Corrections Minister Anne Tolley has called a successful court challenge against smoking bans in prisons a "waste of time" because the Government has already changed the law to justify the bans.
Career criminal Arthur Taylor chalked up a second victory against anti-smoking policy when the High Court in Auckland ruled that the Corrections Department went beyond its powers in banning tobacco in prison.
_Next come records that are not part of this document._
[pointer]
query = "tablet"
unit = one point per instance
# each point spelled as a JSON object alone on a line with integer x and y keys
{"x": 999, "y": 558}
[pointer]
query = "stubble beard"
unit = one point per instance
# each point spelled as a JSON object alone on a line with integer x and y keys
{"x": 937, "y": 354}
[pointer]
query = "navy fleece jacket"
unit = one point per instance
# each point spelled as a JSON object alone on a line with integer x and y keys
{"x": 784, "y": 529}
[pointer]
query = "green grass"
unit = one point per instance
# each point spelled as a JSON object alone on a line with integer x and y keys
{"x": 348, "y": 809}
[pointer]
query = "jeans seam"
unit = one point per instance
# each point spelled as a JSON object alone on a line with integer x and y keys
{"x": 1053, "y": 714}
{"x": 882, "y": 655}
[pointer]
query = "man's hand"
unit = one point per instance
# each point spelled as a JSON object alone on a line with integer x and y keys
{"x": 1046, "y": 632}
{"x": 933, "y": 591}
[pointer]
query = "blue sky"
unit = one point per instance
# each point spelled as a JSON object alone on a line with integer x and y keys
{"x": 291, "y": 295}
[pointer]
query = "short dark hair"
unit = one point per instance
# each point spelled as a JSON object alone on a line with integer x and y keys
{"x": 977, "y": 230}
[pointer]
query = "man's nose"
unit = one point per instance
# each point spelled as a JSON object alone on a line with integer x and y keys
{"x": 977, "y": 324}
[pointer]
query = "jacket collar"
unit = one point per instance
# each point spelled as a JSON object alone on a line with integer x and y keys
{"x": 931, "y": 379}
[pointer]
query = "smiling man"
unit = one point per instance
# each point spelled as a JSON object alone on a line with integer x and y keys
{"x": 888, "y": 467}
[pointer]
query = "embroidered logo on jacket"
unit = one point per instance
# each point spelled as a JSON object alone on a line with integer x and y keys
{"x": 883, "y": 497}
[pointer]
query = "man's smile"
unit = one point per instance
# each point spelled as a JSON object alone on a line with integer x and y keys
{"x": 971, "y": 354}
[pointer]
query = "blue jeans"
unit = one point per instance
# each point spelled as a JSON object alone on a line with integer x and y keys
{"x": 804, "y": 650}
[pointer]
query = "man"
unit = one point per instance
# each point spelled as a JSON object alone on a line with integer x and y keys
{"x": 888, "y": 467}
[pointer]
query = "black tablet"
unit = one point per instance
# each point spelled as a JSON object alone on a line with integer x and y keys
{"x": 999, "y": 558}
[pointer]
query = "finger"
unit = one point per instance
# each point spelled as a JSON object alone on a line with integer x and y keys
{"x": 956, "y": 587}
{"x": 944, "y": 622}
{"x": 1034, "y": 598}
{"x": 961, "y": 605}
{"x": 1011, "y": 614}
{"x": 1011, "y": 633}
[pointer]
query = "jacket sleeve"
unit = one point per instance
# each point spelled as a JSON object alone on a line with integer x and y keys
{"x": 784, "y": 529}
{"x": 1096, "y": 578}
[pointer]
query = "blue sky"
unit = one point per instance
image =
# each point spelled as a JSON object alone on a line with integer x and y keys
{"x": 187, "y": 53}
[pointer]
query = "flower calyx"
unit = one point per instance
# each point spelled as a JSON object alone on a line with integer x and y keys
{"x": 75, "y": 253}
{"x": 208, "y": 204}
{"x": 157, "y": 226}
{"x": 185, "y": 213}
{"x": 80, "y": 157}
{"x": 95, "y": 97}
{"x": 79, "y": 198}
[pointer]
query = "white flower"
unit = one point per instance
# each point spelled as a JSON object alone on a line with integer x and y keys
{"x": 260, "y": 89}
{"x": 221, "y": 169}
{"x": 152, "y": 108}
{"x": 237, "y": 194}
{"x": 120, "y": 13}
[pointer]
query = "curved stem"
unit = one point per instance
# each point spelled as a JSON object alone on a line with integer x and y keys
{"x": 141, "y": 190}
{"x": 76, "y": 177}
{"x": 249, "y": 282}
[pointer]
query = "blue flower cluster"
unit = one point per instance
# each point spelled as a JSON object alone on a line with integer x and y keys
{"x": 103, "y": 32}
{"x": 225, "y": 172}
In a decision released yesterday, Justice Timothy Brewer ruled that Corrections' regulations were "unlawful, invalid, and of no effect".
Prisoners would still not be able to smoke because Police Minister Anne Tolley made urgent amendments to legislation in February which justified the anti-smoking regulations and blocked prisoners from challenging the rules.
Asked whether the High Court's decision was an embarrassing defeat, Mrs Tolley said: "It's an enormous waste of the court's time, quite honestly ... This really has changed nothing."
In August, Taylor challenged a blanket ban on smoking introduced by prison managers in July 2011. The High Court ruled in December that this ban was unlawful. However, a month earlier Corrections had introduced regulations to ban tobacco and smoking equipment.
Taylor challenged the new regulations in January. While the court was considering its decision the Police Minister's hasty amendments were passed into law.
Justice Brewer said that the law change meant his judgment had no utility - prisoners were still banned from smoking. But he said that there was public interest in the court determining whether the regulations were found to be invalid.
Mrs Tolley said that the amendments to legislation meant prisoners would not be able to seek compensation if they had been penalised for possessing tobacco. But she confirmed that inmates would be able to get their disciplinary record corrected.
Green Party corrections spokesman David Clendon said prisoners could be blocked from rehabilitation if they had been disciplined, so the court's ruling had a significant effect for some inmates.
Corrections chief executive Ray Smith said that the smoking ban had created healthier, cleaner prisons and had led to a significant drop in fires within prison buildings.
Justice Brewer said he agreed with the previous High Court ruling that banning tobacco was not consistent with the Corrections Act, which required penalties to be humane.
"Forcing prisoners into nicotine withdrawal is not humane."
Mrs Tolley responded: "You could argue that actually committing a crime against individuals is also inhumane."